De retour à Villard après une année sans hockey, Robin Drogue, le solide défenseur, revient pour LSD sur les défis à venir lors de la saison 2016-2017.

Tu es de retour à Villard après une année de césure, tu n’as pas eu d’autres propositions ?
J’ai eu d’autres propositions oui. Mais depuis le jour où j’ai décidé de reprendre, je savais que ça serait à Villard et pas ailleurs.

Pendant ton année de pause as-tu suivi le hockey français ? Si oui quel regard portes-tu sur la nouvelle formule du championnat français et sur la saison villardienne ?
Très franchement j’ai suivi ça de loin. J’ai quand même suivi les résultats des Ours et des équipes de mes anciens coéquipiers mais j’avais vraiment besoin de couper pendant quelques mois avec le hockey. Sur la saison villardienne, je pense qu’il y avait mieux à faire au vu de l’effectif.

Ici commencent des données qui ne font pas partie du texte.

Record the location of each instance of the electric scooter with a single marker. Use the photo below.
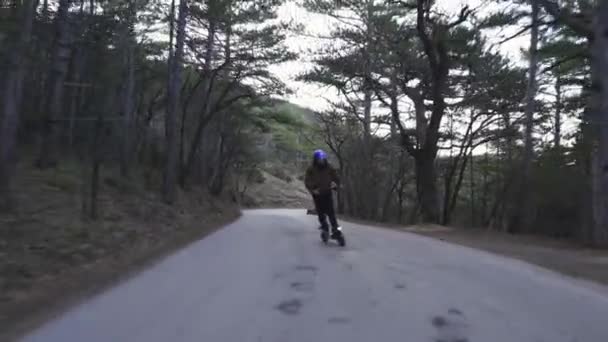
(330, 233)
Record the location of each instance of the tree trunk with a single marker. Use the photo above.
(11, 104)
(600, 160)
(205, 116)
(557, 134)
(55, 88)
(427, 188)
(170, 172)
(521, 218)
(128, 90)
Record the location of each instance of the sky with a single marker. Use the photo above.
(313, 96)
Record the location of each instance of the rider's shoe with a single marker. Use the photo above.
(336, 232)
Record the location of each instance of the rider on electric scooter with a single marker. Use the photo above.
(321, 178)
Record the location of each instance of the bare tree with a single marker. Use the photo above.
(521, 217)
(600, 174)
(12, 95)
(53, 101)
(175, 64)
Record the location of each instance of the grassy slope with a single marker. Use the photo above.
(50, 257)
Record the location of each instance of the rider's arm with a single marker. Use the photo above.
(334, 176)
(308, 182)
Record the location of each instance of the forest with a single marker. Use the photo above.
(436, 123)
(124, 121)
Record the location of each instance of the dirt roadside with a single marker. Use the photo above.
(561, 256)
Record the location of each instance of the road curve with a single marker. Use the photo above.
(268, 278)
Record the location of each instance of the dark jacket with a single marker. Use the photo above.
(320, 178)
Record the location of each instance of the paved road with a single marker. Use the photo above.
(268, 278)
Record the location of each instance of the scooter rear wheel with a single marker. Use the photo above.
(341, 240)
(324, 237)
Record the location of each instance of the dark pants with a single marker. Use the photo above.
(324, 204)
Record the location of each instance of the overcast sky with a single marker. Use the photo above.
(312, 96)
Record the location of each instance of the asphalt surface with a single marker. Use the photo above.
(268, 278)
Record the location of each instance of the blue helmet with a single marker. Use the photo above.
(319, 155)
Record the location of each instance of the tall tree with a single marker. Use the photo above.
(53, 100)
(169, 189)
(522, 216)
(12, 94)
(600, 119)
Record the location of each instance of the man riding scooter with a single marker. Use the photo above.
(321, 178)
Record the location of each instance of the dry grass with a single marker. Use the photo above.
(50, 256)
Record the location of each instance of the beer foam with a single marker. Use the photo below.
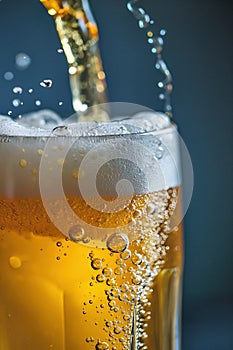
(130, 146)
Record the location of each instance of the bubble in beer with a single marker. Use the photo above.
(117, 242)
(8, 76)
(22, 60)
(47, 83)
(15, 262)
(16, 102)
(102, 346)
(17, 90)
(76, 233)
(61, 130)
(97, 264)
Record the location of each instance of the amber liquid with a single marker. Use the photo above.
(56, 293)
(78, 34)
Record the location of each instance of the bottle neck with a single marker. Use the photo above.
(78, 34)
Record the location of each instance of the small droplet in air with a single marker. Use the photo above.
(8, 76)
(163, 32)
(37, 102)
(17, 90)
(61, 130)
(16, 103)
(117, 242)
(76, 233)
(22, 60)
(47, 83)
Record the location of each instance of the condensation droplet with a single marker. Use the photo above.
(22, 60)
(17, 90)
(23, 163)
(8, 76)
(117, 242)
(61, 130)
(47, 83)
(76, 233)
(15, 262)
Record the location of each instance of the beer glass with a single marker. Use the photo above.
(90, 235)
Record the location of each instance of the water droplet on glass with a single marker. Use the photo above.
(76, 233)
(16, 103)
(47, 83)
(17, 90)
(61, 130)
(117, 242)
(8, 76)
(22, 60)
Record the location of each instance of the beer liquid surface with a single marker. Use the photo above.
(63, 293)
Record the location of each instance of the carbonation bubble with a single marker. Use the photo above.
(117, 242)
(102, 346)
(15, 262)
(97, 264)
(100, 278)
(47, 83)
(22, 60)
(17, 90)
(76, 233)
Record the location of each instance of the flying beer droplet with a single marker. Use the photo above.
(17, 90)
(22, 61)
(47, 83)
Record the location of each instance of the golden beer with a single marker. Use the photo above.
(79, 292)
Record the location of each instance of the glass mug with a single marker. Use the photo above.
(90, 235)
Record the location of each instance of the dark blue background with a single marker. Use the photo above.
(198, 48)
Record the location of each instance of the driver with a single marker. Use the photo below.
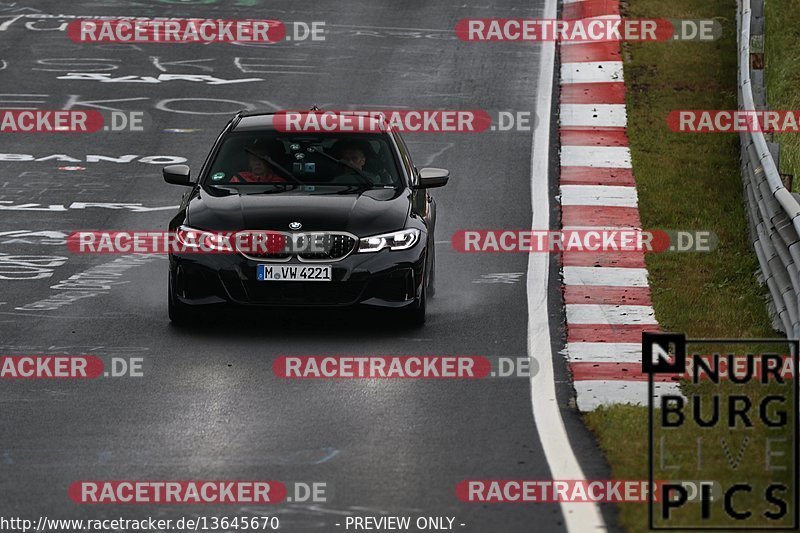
(259, 170)
(354, 156)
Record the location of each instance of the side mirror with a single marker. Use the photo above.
(177, 175)
(430, 177)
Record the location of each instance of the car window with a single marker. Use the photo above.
(363, 160)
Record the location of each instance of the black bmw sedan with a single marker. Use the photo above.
(348, 216)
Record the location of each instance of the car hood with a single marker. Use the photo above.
(369, 213)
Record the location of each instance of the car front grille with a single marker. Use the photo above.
(302, 293)
(307, 247)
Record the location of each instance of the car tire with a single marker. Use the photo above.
(414, 314)
(432, 275)
(179, 313)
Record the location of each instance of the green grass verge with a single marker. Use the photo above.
(685, 181)
(783, 74)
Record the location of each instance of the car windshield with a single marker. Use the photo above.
(275, 162)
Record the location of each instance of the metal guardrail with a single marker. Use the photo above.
(773, 212)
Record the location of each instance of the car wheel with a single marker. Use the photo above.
(179, 313)
(414, 314)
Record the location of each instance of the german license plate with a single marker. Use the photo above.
(293, 273)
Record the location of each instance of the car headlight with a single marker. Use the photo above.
(397, 240)
(207, 241)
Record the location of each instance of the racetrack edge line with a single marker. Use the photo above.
(552, 433)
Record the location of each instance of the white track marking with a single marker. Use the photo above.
(608, 276)
(600, 115)
(591, 72)
(598, 228)
(594, 393)
(606, 195)
(604, 352)
(578, 517)
(610, 314)
(596, 156)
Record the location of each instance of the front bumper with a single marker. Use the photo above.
(384, 279)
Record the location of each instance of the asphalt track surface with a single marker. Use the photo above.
(208, 405)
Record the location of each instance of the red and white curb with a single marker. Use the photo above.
(606, 294)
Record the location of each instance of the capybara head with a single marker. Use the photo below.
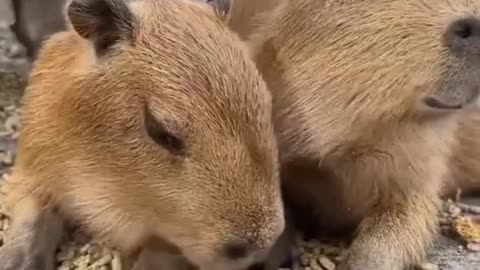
(159, 118)
(365, 60)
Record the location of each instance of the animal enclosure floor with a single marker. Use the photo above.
(78, 252)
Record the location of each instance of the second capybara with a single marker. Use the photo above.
(367, 99)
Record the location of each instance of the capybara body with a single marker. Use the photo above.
(148, 121)
(464, 163)
(367, 97)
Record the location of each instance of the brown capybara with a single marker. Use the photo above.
(366, 101)
(464, 162)
(149, 125)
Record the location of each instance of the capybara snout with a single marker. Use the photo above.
(149, 120)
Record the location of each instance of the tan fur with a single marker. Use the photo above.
(464, 162)
(84, 149)
(358, 144)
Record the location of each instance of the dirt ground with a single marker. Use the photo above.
(78, 252)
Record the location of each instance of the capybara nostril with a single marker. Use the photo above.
(237, 250)
(463, 35)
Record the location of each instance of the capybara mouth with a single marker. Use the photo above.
(439, 104)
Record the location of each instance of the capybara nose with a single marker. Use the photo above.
(463, 36)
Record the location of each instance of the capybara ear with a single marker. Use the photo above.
(243, 16)
(103, 22)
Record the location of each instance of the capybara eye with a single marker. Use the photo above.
(160, 135)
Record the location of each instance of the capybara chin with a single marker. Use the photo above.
(366, 101)
(146, 121)
(464, 162)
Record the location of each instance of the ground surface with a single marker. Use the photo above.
(78, 253)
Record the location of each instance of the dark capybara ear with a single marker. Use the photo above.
(221, 7)
(103, 22)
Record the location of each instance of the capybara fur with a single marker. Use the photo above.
(149, 125)
(367, 96)
(464, 162)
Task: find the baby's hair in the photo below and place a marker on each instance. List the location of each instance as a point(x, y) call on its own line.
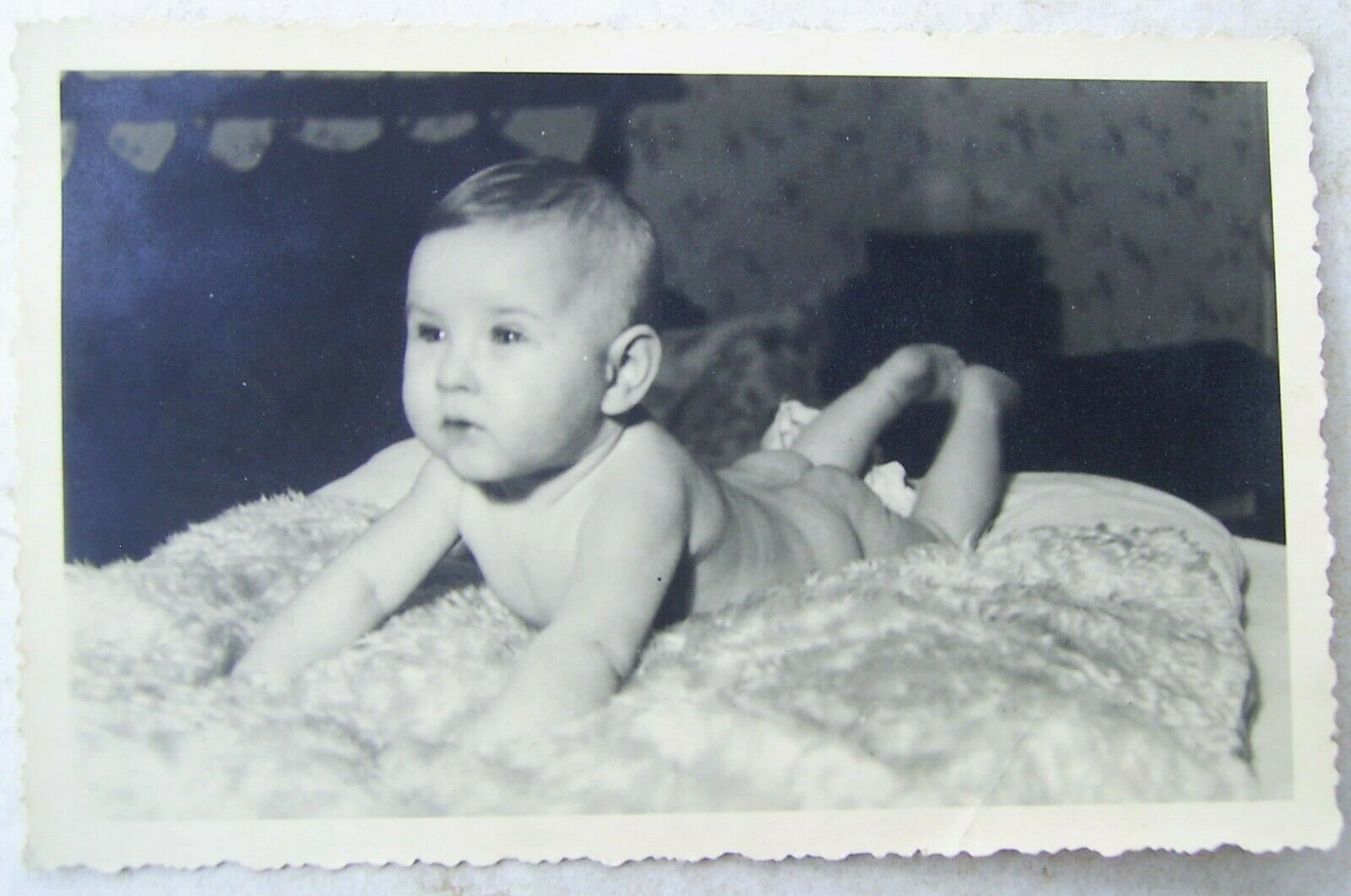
point(545, 188)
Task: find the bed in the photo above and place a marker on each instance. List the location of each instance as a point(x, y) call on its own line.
point(1104, 643)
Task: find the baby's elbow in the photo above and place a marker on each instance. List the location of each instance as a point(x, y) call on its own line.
point(931, 533)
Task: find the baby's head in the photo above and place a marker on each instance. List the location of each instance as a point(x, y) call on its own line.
point(531, 297)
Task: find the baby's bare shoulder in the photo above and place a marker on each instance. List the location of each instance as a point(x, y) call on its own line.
point(648, 463)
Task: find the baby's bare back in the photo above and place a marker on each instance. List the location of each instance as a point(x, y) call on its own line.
point(784, 519)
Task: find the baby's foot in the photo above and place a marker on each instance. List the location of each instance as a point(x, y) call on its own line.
point(990, 388)
point(923, 372)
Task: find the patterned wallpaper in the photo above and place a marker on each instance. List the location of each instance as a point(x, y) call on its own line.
point(1150, 200)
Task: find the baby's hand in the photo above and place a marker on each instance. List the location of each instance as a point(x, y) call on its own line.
point(923, 372)
point(789, 421)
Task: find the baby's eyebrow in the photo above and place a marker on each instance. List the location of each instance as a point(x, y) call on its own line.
point(513, 310)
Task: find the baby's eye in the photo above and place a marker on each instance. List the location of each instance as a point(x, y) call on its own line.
point(429, 333)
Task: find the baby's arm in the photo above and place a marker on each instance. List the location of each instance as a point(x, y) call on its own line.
point(628, 549)
point(963, 488)
point(364, 584)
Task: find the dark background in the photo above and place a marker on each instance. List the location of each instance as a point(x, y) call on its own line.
point(236, 333)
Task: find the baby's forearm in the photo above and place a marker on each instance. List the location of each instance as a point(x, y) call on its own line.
point(328, 614)
point(560, 676)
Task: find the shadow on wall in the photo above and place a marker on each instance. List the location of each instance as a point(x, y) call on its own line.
point(236, 333)
point(1200, 421)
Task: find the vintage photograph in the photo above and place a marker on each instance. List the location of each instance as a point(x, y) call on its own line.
point(463, 443)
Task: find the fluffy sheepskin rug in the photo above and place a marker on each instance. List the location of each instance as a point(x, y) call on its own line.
point(1053, 665)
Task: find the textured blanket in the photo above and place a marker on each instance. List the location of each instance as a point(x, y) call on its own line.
point(1055, 664)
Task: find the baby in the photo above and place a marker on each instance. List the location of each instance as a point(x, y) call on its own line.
point(530, 349)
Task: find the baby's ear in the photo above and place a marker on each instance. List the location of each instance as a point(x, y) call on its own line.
point(632, 365)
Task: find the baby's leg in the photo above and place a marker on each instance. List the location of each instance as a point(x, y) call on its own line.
point(965, 484)
point(844, 432)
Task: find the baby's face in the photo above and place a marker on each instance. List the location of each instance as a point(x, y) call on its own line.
point(506, 362)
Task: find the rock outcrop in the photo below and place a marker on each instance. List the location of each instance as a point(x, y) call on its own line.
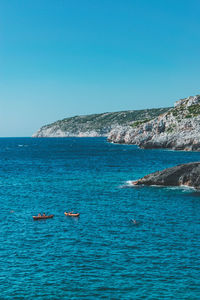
point(177, 129)
point(96, 124)
point(185, 174)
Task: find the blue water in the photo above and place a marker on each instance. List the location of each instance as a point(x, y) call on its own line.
point(101, 255)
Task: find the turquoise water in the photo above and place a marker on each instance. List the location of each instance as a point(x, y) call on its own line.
point(102, 254)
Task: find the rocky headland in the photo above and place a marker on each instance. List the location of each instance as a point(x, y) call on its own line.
point(96, 124)
point(178, 128)
point(185, 174)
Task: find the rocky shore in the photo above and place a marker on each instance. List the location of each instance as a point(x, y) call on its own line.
point(177, 129)
point(185, 174)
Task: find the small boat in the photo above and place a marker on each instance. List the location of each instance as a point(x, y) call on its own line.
point(71, 214)
point(42, 217)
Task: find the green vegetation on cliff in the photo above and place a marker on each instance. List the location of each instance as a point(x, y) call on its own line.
point(100, 123)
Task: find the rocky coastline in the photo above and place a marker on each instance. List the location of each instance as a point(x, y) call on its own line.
point(184, 174)
point(177, 129)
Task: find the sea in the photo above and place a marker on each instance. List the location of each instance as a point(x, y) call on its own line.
point(102, 254)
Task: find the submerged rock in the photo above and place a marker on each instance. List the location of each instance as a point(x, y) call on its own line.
point(185, 174)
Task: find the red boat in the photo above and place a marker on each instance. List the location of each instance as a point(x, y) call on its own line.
point(42, 217)
point(70, 214)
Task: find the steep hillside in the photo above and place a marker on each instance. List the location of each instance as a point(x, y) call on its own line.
point(178, 129)
point(96, 124)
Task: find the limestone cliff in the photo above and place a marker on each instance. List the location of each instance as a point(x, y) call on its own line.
point(177, 129)
point(185, 174)
point(96, 124)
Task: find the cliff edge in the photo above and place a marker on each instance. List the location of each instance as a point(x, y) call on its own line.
point(185, 174)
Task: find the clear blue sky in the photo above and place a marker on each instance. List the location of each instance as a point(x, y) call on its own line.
point(60, 58)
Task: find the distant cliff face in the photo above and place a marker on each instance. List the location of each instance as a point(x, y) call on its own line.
point(177, 129)
point(186, 174)
point(96, 124)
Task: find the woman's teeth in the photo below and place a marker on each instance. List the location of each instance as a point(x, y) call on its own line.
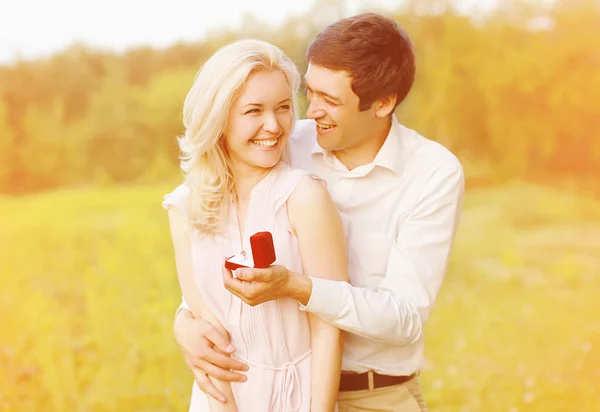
point(265, 143)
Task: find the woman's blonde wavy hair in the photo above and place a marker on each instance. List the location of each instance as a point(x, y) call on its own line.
point(204, 160)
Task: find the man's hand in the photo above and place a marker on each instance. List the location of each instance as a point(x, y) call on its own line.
point(256, 286)
point(206, 352)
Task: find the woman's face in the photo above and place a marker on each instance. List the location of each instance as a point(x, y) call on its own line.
point(260, 121)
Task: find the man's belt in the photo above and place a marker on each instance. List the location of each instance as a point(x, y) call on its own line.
point(360, 381)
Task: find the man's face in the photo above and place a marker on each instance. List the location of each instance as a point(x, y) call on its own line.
point(333, 104)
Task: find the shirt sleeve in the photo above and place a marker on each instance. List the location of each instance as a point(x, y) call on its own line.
point(396, 312)
point(183, 306)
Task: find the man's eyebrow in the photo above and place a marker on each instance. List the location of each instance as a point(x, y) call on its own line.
point(330, 97)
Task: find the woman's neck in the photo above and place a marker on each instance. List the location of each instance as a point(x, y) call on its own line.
point(245, 178)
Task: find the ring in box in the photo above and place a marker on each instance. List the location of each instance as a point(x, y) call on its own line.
point(263, 253)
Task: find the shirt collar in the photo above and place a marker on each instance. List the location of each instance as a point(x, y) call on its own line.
point(388, 157)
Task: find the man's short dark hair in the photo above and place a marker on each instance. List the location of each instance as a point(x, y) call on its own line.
point(375, 51)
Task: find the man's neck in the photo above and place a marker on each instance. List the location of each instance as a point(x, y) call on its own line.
point(366, 152)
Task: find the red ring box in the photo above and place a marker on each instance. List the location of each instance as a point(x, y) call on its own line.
point(263, 253)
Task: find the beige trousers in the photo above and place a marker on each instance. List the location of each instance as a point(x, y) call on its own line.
point(405, 397)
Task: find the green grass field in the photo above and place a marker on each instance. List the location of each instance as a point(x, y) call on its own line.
point(88, 292)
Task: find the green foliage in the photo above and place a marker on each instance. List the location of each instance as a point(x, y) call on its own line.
point(513, 93)
point(88, 293)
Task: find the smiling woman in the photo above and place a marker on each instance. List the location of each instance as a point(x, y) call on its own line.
point(238, 118)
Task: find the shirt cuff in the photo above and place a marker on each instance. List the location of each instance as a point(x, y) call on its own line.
point(325, 299)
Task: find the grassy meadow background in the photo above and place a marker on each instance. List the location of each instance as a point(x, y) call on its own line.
point(88, 287)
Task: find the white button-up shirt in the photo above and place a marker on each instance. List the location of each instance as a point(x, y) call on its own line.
point(401, 213)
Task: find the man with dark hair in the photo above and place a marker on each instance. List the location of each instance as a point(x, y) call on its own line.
point(400, 195)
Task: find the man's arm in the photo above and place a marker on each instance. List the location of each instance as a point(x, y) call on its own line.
point(415, 271)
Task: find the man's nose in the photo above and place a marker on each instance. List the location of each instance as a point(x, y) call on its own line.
point(314, 110)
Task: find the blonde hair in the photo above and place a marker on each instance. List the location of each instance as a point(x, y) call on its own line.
point(206, 109)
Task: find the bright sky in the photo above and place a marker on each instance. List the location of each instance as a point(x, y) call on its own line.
point(34, 28)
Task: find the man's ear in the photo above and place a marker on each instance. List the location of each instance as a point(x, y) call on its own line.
point(385, 106)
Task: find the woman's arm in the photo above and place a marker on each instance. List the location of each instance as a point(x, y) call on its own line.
point(318, 226)
point(189, 289)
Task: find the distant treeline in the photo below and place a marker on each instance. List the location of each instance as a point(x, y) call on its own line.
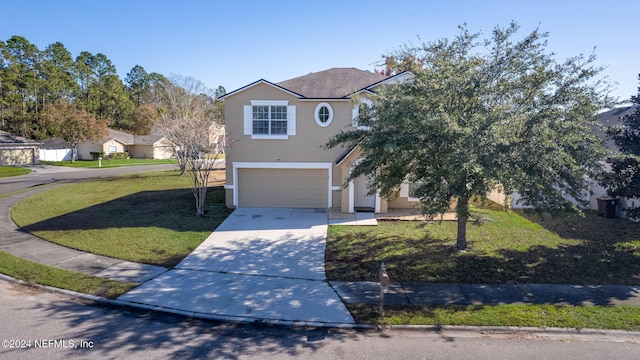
point(32, 79)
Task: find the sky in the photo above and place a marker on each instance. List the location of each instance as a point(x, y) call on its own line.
point(233, 43)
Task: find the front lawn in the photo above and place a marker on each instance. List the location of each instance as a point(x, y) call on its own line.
point(508, 248)
point(31, 272)
point(148, 218)
point(7, 171)
point(109, 163)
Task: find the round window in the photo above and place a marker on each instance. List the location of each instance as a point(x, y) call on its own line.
point(324, 114)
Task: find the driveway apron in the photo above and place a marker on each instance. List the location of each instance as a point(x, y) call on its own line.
point(259, 264)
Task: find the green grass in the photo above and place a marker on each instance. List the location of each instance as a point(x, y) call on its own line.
point(509, 248)
point(148, 218)
point(7, 171)
point(577, 317)
point(109, 163)
point(35, 273)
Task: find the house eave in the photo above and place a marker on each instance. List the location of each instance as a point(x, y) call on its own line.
point(261, 81)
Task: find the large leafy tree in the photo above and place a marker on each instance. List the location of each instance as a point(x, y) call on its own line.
point(187, 110)
point(480, 115)
point(624, 177)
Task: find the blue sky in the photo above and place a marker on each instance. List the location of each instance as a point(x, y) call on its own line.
point(235, 42)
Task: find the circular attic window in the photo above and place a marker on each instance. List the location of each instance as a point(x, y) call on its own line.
point(324, 114)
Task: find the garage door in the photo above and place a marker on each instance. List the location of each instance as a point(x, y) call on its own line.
point(297, 188)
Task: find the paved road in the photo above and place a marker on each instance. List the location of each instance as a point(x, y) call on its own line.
point(117, 333)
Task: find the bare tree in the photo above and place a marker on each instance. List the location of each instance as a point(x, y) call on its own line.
point(186, 109)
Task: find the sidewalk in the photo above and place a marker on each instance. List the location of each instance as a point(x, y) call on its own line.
point(19, 243)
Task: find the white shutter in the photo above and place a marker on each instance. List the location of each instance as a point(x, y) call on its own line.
point(291, 120)
point(355, 113)
point(248, 120)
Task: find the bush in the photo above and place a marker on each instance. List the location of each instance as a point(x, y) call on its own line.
point(119, 155)
point(96, 154)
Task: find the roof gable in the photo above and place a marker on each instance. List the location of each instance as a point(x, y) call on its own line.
point(335, 83)
point(261, 81)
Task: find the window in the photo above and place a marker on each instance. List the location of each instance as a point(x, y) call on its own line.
point(269, 119)
point(323, 114)
point(407, 190)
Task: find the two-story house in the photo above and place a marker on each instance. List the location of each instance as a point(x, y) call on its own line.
point(276, 134)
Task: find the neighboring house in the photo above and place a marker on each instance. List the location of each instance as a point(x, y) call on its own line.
point(608, 119)
point(276, 134)
point(151, 146)
point(17, 150)
point(595, 191)
point(55, 149)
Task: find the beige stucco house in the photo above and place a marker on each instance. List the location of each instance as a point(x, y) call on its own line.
point(18, 150)
point(276, 134)
point(151, 146)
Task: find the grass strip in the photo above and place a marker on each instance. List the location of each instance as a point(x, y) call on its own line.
point(35, 273)
point(109, 163)
point(543, 316)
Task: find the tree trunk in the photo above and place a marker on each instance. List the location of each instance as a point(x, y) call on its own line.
point(74, 153)
point(462, 211)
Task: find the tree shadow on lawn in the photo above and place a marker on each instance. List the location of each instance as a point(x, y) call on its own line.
point(170, 209)
point(430, 259)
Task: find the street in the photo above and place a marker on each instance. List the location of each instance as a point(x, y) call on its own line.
point(37, 324)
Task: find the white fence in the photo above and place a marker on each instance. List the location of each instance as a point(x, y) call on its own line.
point(55, 154)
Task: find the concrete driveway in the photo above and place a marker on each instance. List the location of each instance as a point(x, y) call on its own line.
point(262, 264)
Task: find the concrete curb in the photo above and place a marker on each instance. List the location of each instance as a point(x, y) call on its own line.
point(602, 334)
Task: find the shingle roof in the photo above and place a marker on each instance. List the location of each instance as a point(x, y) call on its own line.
point(332, 84)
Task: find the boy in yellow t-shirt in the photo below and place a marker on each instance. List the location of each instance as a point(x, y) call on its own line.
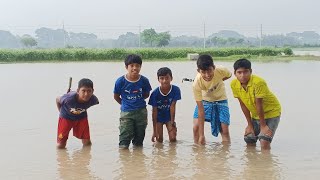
point(210, 96)
point(259, 105)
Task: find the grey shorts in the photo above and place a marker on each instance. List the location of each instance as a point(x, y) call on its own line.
point(272, 123)
point(132, 127)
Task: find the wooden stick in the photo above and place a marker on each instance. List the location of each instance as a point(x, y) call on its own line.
point(70, 83)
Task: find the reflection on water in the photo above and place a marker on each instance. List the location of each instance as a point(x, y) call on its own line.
point(132, 164)
point(260, 165)
point(164, 161)
point(211, 161)
point(74, 165)
point(29, 113)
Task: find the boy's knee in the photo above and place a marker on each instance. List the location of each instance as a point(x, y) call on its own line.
point(173, 139)
point(86, 142)
point(160, 140)
point(61, 145)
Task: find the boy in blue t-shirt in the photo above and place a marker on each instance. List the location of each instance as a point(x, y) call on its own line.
point(163, 101)
point(130, 91)
point(73, 113)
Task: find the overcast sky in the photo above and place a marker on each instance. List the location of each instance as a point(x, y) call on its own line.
point(111, 18)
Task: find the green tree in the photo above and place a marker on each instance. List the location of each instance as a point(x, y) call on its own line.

Je pense qu’ils auraient pu aller chercher une finale avec un peu plus de réussite mais surtout avec moins de blessures. C’est compliqué d’aller jouer tes playoffs à Montpellier avec à peine 2 lignes. Par contre, je salue ces poules géographiques qui aurait du exister depuis déjà plusieurs années.

La Magnus à 12 équipes, c’est bien je trouve, plus de matchs de saison régulière ça a du sens. Maintenant je trouve pas que le hockey français ait progressé, la différence c’est qu’il y a de meilleurs étrangers dans notre championnat au final. Et les joueurs français restent trop souvent au second plan alors qu’il y a beaucoup de talents en France, et qu’il faut que les français jouent dans leurs clubs.

Quel rôle vas-tu apporter au sein de cet effectif ?
Je n’ai pas vraiment eu l’occasion de discuter avec Pilou (Simonneau) de ce qu’il attend de moi. Mais je veux essayer d’apporter la même chose qu’avant, c’est à dire de l’expérience auprès des plus jeunes, de la sérénité en défense, et de la variété française dans le vestiaire. Je veux être solide derrière et faire une bonne première passe, ça permettra à mon binôme de pouvoir soutenir l’attaque plus souvent.

Tu connais bien le nouvel entraîneur, Pierre-Antoine Simonneau, est-ce cela qui t’a fait revenir ?
Pilou, c’est quelqu’un qui m’a beaucoup apporté pendant mes 2 années de Magnus, il m’a pris sous son aile et m’a beaucoup soutenu dans les moments compliqués où Rich Metro (ndlr, ancien coach de Villard) ne me faisait pas trop confiance, et ça a fini par payer. Le fait qu’il ait repris l’équipe, c’est clair que ça a joué dans ma décision de reprendre. Je pense qu’on a la même philosophie du hockey.

Est-ce que tu penses être opérationnel dès le début de saison après une année de pause ?
Je ne peux pas nier que les premiers entraînements risquent d’être rudes, il va falloir que je reprenne le rythme mais ça devrait vite revenir. Je me prépare physiquement pour revenir en forme.

Enfin, quels seront tes objectifs l’an prochain ?
Mon premier objectif personnel c’est de prendre du plaisir. J’ai pris du recul sur le hockey cette année, je me suis lancé dans un nouveau boulot…j’ai pris conscience de certaines choses. Après, collectivement, je veux gagner un maximum de matchs et aller le plus loin possible. Avec l’équipe qu’on va avoir, je suis sûr qu’on peut faire quelque chose, et qu’on va bien se marrer. C’est ce que je recherche aujourd’hui en revenant à Villard avec mes potes.